To estimate linear models in R we use the lm() function.

For example, say we want to estimate the relationship between our sampled data for x and y. We will apply the following model: \(y = \beta_0 + \beta_1 x\)

In R, this can be written as follows:

lm(y ~ 1 + x)  # Represents y = beta0 + beta1 * x

In the original book, the specified model is accompanied by the null hypothesis, \(H_0: \beta_1=0\). This is equivalent to saying that there is no relationship between x and y. The output from our linear model tells us whether there could be grounds for rejecting this null hypothesis of “no relationship”, in favor of the alternative hypothesis that there is a relationship.

A key output of interest, or test statistic, is the p-value.

  • A small p-value (conventionally ≤ 0.05) indicates strong evidence against the null hypothesis, so you reject the null hypothesis of no relationship.1
  • A larger p-value (> 0.05) indicates weak evidence against the null hypothesis, so you fail to reject the null hypothesis of no relationship.

Let’s see the output of the linear model for our sample data:

lm(y ~ 1 + x) %>% summary() %>% print(digits = 5) 
## Call:
## lm(formula = y ~ 1 + x)
## Residuals:
##      Min       1Q   Median       3Q      Max 
## -3.33932 -1.65931  0.33492  1.36293  3.52139 
## Coefficients:
##             Estimate Std. Error t value Pr(>|t|)
## (Intercept)  0.30000    0.27799  1.0792   0.2859
## x           -0.46355    0.28081 -1.6507   0.1053
## Residual standard error: 1.9657 on 48 degrees of freedom
## Multiple R-squared:  0.05372,    Adjusted R-squared:  0.034006 
## F-statistic:  2.725 on 1 and 48 DF,  p-value: 0.10532

As seen in the output above, \(\beta_1\) (the coefficient on x) has a p-value of 0.1053. This means we would fail to reject the null hypothesis that there was no relationship between x and y.

3.3 Assumptions

The inferences drawn from the linear model, as described above, are only valid if a number of assumptions hold. The following diagram, found in the book Broadening Your Statistical Horizons, can be used to explain these assumptions:

Ordinary least squares assumptions

Figure 3.4: Ordinary least squares assumptions

The four main assumptions can be remembered using the acronym ‘LINE’:

L: there is a linear or straightline relationship between the mean response (Y) and the explanatory variable (X). In the figure above, the mean value for Y at each level of X falls on the blue regression line.

I: the errors are independent — there’s no connection between how far any two points lie from the regression line. This is usually more of an issue in time series data (i.e. where data is collected from the same entity over time, e.g. a stock price) than cross-sectional data (where data is collected from many entities a single point in time, e.g. exam marks for a group of students).

N: the dependent variable is normally distributed at each level of X. At each level of X, the values for Y follow a normal or ‘bell-shaped’ distribution as shown in red in the figure above.
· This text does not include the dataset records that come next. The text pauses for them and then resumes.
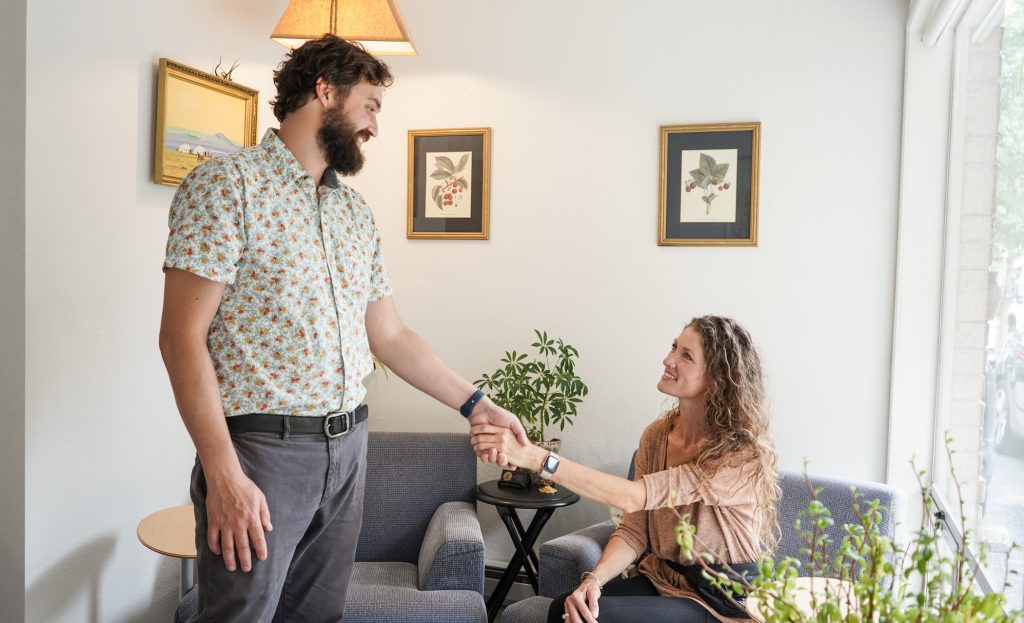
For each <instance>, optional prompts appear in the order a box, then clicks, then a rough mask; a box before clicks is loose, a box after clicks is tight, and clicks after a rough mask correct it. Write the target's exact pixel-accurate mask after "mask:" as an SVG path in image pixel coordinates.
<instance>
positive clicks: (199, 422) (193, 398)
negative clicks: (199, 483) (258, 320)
mask: <svg viewBox="0 0 1024 623" xmlns="http://www.w3.org/2000/svg"><path fill="white" fill-rule="evenodd" d="M160 350H161V355H162V356H163V358H164V365H165V366H166V368H167V375H168V377H169V378H170V380H171V389H172V390H173V391H174V401H175V403H177V406H178V412H179V413H180V414H181V419H182V421H183V422H184V424H185V428H186V429H187V430H188V435H189V437H190V438H191V440H193V444H194V445H195V446H196V452H197V453H198V454H199V457H200V461H201V462H202V463H203V468H204V470H205V471H206V472H207V473H208V477H214V479H216V477H220V476H222V475H227V474H231V473H233V472H236V471H238V472H241V466H240V464H239V459H238V455H236V454H234V447H233V446H232V445H231V438H230V434H229V433H228V431H227V425H226V423H225V422H224V410H223V407H222V405H221V402H220V388H219V386H218V384H217V375H216V372H215V371H214V369H213V361H212V360H211V359H210V351H209V350H208V349H207V347H206V343H199V344H197V343H189V340H188V339H187V338H173V337H163V336H162V338H161V343H160Z"/></svg>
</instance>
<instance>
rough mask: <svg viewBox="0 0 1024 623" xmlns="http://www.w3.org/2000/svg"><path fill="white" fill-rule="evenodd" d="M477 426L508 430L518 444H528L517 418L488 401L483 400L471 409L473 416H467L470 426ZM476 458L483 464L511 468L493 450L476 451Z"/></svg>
mask: <svg viewBox="0 0 1024 623" xmlns="http://www.w3.org/2000/svg"><path fill="white" fill-rule="evenodd" d="M479 424H494V425H495V426H501V427H504V428H508V429H509V430H511V431H512V433H513V434H515V439H516V440H517V441H518V442H519V443H520V444H522V445H524V446H525V445H528V444H529V439H527V438H526V431H525V430H524V429H523V427H522V424H520V423H519V418H517V417H516V416H514V415H512V414H511V413H510V412H508V411H506V410H505V409H502V408H501V407H499V406H498V405H496V404H495V403H494V402H493V401H492V400H490V399H484V400H483V401H481V402H480V403H479V404H478V405H477V406H476V408H475V409H473V414H472V415H471V416H469V425H470V426H476V425H479ZM476 456H478V457H479V458H480V460H481V461H483V462H484V463H498V464H499V465H501V466H503V467H510V466H511V465H509V461H508V458H507V457H505V456H504V455H502V454H501V453H500V452H499V451H498V450H497V449H495V448H492V449H489V450H477V452H476Z"/></svg>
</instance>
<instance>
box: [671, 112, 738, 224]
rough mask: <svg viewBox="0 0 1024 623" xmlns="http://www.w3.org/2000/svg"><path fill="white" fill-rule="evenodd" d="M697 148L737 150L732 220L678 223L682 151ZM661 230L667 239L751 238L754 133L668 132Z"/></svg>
mask: <svg viewBox="0 0 1024 623" xmlns="http://www.w3.org/2000/svg"><path fill="white" fill-rule="evenodd" d="M698 150H737V151H738V154H737V156H738V159H737V160H738V161H737V163H736V220H735V222H679V211H680V204H681V197H680V195H681V194H682V192H683V189H682V185H683V180H682V175H683V172H682V169H681V160H682V152H684V151H698ZM666 152H667V154H666V181H665V183H666V189H665V199H666V201H665V203H666V205H665V232H664V235H665V237H666V238H669V239H685V238H693V239H739V240H744V239H749V238H751V193H752V189H751V179H752V176H751V173H752V170H753V166H754V164H753V161H754V156H753V154H754V132H752V131H750V130H736V131H725V132H680V133H670V134H669V135H668V140H667V143H666Z"/></svg>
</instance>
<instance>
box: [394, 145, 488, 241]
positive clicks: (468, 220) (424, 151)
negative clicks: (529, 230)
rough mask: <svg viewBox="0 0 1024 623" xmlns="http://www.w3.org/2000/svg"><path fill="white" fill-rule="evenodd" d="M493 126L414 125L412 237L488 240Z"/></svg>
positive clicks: (413, 237)
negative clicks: (452, 125)
mask: <svg viewBox="0 0 1024 623" xmlns="http://www.w3.org/2000/svg"><path fill="white" fill-rule="evenodd" d="M489 203H490V128H463V129H449V130H410V132H409V218H408V226H407V231H406V237H407V238H428V239H456V240H459V239H461V240H487V236H488V234H489V233H488V225H489V221H490V213H489Z"/></svg>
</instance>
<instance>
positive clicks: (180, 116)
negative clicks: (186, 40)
mask: <svg viewBox="0 0 1024 623" xmlns="http://www.w3.org/2000/svg"><path fill="white" fill-rule="evenodd" d="M258 103H259V91H257V90H256V89H253V88H250V87H247V86H243V85H241V84H238V83H236V82H232V81H230V80H225V79H223V78H220V77H218V76H215V75H213V74H207V73H206V72H201V71H200V70H197V69H195V68H190V67H188V66H186V65H182V64H180V63H176V61H174V60H171V59H169V58H161V59H160V68H159V69H158V71H157V135H156V138H155V140H154V166H153V180H154V181H155V182H157V183H163V184H169V185H177V184H179V183H181V180H182V179H184V177H185V175H187V174H188V172H189V171H191V170H193V169H194V168H196V167H197V166H199V165H200V164H202V163H203V162H205V161H206V160H209V159H210V158H214V157H216V156H224V155H227V154H231V153H233V152H238V151H239V150H242V149H244V148H249V147H252V146H254V144H256V116H257V107H258Z"/></svg>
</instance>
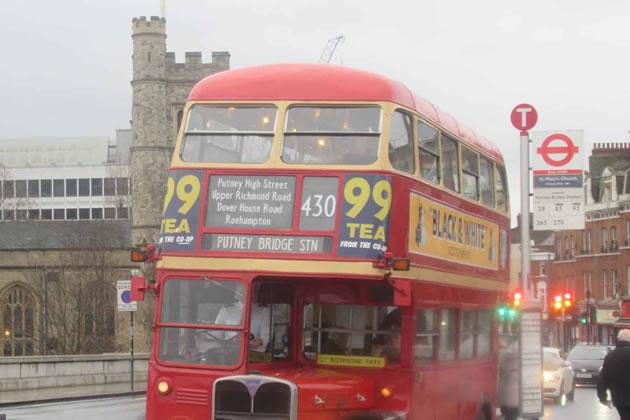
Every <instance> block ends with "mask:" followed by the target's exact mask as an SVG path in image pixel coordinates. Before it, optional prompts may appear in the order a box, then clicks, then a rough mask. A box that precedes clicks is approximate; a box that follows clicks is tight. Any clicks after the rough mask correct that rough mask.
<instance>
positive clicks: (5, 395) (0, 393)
mask: <svg viewBox="0 0 630 420" xmlns="http://www.w3.org/2000/svg"><path fill="white" fill-rule="evenodd" d="M146 389H147V383H146V381H142V382H136V383H134V387H133V391H132V389H131V383H130V382H125V383H117V384H98V385H81V386H66V387H56V388H39V389H27V390H21V391H2V392H0V407H9V406H17V405H22V404H34V403H43V402H53V401H71V400H81V399H90V398H112V397H120V396H126V395H144V394H145V393H146Z"/></svg>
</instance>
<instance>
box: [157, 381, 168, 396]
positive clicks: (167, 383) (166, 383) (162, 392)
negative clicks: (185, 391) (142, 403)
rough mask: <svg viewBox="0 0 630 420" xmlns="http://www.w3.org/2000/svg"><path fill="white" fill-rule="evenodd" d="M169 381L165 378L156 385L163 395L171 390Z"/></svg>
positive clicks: (166, 394) (158, 390) (167, 392)
mask: <svg viewBox="0 0 630 420" xmlns="http://www.w3.org/2000/svg"><path fill="white" fill-rule="evenodd" d="M169 382H170V381H167V380H165V379H162V380H160V381H158V383H157V386H156V387H157V390H158V392H159V393H160V394H161V395H167V394H168V393H170V392H171V384H170V383H169Z"/></svg>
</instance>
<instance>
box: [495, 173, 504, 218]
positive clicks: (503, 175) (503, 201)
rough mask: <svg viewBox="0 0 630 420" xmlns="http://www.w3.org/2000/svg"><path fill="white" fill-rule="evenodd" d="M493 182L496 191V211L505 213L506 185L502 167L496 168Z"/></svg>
mask: <svg viewBox="0 0 630 420" xmlns="http://www.w3.org/2000/svg"><path fill="white" fill-rule="evenodd" d="M494 182H495V183H496V189H497V209H499V210H501V211H503V212H505V211H507V183H506V181H505V169H503V167H502V166H499V165H497V166H496V170H495V177H494Z"/></svg>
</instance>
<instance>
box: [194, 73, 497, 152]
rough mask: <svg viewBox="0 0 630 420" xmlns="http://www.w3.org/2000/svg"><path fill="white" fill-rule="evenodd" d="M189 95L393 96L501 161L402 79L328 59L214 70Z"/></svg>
mask: <svg viewBox="0 0 630 420" xmlns="http://www.w3.org/2000/svg"><path fill="white" fill-rule="evenodd" d="M188 100H189V101H309V102H328V101H332V102H337V101H338V102H393V103H396V104H399V105H402V106H404V107H407V108H410V109H413V110H415V111H417V112H418V113H419V114H420V115H422V116H423V117H425V118H426V119H428V120H430V121H431V122H433V123H435V124H437V125H439V126H440V127H442V128H444V129H446V130H447V131H450V132H451V133H453V134H455V135H457V136H458V137H459V138H461V139H463V140H464V141H466V142H468V143H470V144H471V145H474V146H476V147H477V148H479V149H480V150H482V151H484V152H486V153H487V154H488V155H490V156H492V157H493V158H494V159H496V160H498V161H499V162H503V156H502V155H501V152H500V151H499V149H498V148H497V147H496V145H494V144H493V143H491V142H490V141H488V140H487V139H486V138H484V137H481V136H479V135H478V134H476V133H475V132H474V131H473V130H472V129H470V128H469V127H467V126H465V125H463V124H461V123H459V122H457V120H455V118H453V117H452V116H451V115H450V114H448V113H446V112H443V111H441V110H439V109H438V108H437V107H436V106H435V105H433V104H432V103H431V102H429V101H427V100H426V99H424V98H422V97H420V96H418V95H416V94H415V93H413V92H411V90H409V89H408V88H407V87H406V86H405V85H404V84H402V83H400V82H396V81H394V80H391V79H388V78H386V77H383V76H380V75H378V74H375V73H370V72H366V71H362V70H356V69H351V68H348V67H340V66H334V65H329V64H272V65H265V66H257V67H247V68H243V69H237V70H229V71H225V72H221V73H216V74H213V75H211V76H208V77H206V78H205V79H203V80H201V81H200V82H199V83H197V85H195V87H194V88H193V89H192V91H191V92H190V95H189V97H188Z"/></svg>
E: there is equal variance (or ‘homoscedasticity’) - the variance or ‘spread’ of the responses is equal for all levels of X. The spread in the Y’s for each level of X is the same, as shown above.

A more detailed explanation of these assumptions is provided here by Laerd.

  1. The p-value is the probability of getting a value as extreme or more extreme than the one observed in your sample, under the assumption that the null hypothesis is true.